A noise brought me up short. It was a soft thump, accompanied by the clink of broken ceramics and the dull ring of scrap iron. Perses cocked his head and looked suspiciously at me. “Keftu…” he began.

“I’d forgotten,” I said. “I left a friend out front. He’s probably just wondering where I am.”

Perses’ face became stony. “There’s no room for a third on our journey,” he said. “The car only holds two.”

“That’s a pity, but expected. I need to go talk to him about it.”

“I’ll come with you, if you don’t mind.”

“As you wish,” I said. “But don’t blame me if you don’t like what you see.”

We went out into the quadrangle. A huge bipedal form was outlined against the faint light that filtered through the screen of junk. I approached it with Perses at my heel. “Arges,” I whispered. The cyclops scraped a hole in the trash and peered through. Perses started violently and suppressed a shout.

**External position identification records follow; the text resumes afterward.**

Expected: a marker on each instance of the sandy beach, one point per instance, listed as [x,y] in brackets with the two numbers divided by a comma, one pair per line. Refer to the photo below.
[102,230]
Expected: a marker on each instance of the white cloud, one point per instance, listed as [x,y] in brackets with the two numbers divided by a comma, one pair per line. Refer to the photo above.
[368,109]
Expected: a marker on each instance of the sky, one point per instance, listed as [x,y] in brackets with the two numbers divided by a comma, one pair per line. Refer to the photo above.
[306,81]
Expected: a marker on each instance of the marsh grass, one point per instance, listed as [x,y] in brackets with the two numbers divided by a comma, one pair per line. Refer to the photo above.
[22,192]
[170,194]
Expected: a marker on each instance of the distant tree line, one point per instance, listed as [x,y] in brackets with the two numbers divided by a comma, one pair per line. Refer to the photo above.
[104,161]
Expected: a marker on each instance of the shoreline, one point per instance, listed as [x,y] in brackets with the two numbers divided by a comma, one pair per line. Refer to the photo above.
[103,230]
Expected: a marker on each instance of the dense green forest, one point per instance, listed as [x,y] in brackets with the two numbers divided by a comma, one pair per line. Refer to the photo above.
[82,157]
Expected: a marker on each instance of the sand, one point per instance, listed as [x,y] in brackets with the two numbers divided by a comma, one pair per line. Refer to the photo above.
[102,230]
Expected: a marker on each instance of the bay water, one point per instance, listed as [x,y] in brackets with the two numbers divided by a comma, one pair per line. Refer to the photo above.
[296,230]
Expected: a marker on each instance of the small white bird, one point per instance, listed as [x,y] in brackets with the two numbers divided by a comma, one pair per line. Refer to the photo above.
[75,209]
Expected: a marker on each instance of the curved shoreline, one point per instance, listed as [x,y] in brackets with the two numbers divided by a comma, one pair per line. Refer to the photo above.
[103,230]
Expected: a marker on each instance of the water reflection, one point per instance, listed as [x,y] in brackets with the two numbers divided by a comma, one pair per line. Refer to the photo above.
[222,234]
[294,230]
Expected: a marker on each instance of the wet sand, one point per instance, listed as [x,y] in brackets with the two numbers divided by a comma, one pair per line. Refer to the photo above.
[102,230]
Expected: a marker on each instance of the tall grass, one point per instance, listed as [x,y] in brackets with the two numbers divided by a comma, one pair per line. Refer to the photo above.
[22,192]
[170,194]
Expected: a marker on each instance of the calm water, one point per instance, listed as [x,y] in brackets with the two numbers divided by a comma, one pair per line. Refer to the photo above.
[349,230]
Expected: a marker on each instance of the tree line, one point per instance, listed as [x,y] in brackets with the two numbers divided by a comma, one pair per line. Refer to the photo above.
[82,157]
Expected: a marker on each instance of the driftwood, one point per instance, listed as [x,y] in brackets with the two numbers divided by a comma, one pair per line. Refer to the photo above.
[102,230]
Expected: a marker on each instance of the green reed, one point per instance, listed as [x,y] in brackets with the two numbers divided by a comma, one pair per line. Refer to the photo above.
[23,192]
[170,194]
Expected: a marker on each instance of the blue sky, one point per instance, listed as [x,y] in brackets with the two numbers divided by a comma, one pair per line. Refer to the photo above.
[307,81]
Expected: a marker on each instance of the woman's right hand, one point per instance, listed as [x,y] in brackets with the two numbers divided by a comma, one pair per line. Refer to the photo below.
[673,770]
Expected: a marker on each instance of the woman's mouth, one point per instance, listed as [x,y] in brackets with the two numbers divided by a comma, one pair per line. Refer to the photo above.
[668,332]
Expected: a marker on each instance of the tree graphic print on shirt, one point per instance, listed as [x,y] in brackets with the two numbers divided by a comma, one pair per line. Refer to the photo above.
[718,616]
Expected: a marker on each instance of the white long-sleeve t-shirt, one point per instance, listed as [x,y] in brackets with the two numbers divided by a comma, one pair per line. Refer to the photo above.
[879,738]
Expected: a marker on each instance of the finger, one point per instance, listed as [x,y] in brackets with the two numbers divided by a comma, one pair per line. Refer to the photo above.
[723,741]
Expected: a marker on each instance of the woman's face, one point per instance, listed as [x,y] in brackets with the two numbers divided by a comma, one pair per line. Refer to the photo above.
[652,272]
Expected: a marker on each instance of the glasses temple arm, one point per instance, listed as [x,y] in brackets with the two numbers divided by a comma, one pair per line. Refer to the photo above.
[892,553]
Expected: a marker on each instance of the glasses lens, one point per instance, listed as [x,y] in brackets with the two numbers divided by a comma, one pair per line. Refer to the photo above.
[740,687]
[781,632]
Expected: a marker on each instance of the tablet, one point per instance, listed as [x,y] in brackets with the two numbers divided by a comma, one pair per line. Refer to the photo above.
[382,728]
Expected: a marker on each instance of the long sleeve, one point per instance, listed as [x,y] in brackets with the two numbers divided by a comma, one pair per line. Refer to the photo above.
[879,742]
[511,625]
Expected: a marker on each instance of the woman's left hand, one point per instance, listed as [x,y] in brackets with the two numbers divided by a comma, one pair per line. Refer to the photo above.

“Arges,” I said, “I’ve found my way to the east. It won’t be possible for you to come with us. I still fear that there may be trouble soon in the south if I’m not successful. I would have you return as we came. If you have any more of your kind in the area, it would ease my mind if you could gather them. We may need all the help we can get.” We looked silently at one another. “Thank you,” I said. “The descendants of the Phylarch of Arras will be in debt to your descendants until the end of the world as we know it. Farewell.”

Without a noise the giant melted into the shadows. We had a brief glimpse of him scaling the wall like a great white specter, and then he was gone.

“Come,” I said. “I’m going to eat, and then we can bed down for the night.” Perses glowered at me but said nothing.